The cabin continued on and settled itself on the ground not ten feet from him. The door opened and Delores was standing in the doorway, her hands behind her back, quite pleased with herself in that way of little girls who had a secret they were dying to tell. She opened her mouth, her teeth and tongue stained blue, a girl happy with her blueberries. Her brother Patrick appeared beside her and he opened his blue mouth to show his happiness as well. Then, just like that, the boy shut the door hard. It wasn’t a comment on Stamford: Despite what his sister always said about him, he didn’t need to be told something three times. The cabin rose and rose and went back the way it had come. The closed door must have acted like a kind of eye because the cabin turned around so the door could see the way back to the quarters.
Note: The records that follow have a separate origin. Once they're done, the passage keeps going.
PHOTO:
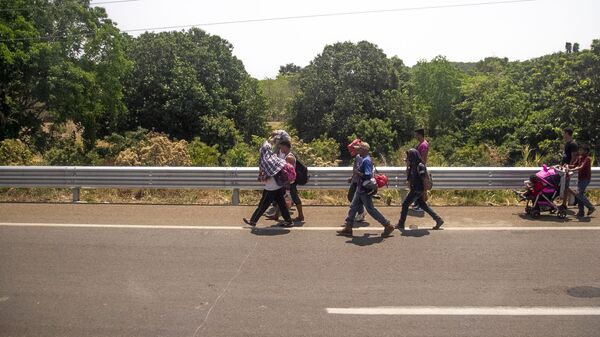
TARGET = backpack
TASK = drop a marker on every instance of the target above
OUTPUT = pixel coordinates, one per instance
(301, 173)
(286, 175)
(427, 181)
(380, 178)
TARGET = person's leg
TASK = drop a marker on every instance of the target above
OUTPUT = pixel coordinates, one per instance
(354, 207)
(351, 192)
(408, 200)
(367, 201)
(297, 201)
(265, 201)
(423, 204)
(279, 197)
(583, 200)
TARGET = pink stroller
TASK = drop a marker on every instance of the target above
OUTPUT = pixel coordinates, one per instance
(542, 189)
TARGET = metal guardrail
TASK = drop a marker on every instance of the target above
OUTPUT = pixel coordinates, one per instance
(237, 178)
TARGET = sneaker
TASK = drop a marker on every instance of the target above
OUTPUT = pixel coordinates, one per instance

In 1987, the city of Richmond had just hired a young woman from Holy Cross College and that woman’s first assignment was to design a sign that could contain the names of Mr. and Mrs. Blueberry. Delphie’s great-granddaughter, who was on the city council, wanted both names on the street signs, not just something like “Blueberry Street.” The black woman from Holy Cross did well, and the night of the day she completed her task, she called her mother in Washington, D.C., and read to her what she had managed to fit on one sign-Stamford and Delphie Crow Blueberry Street.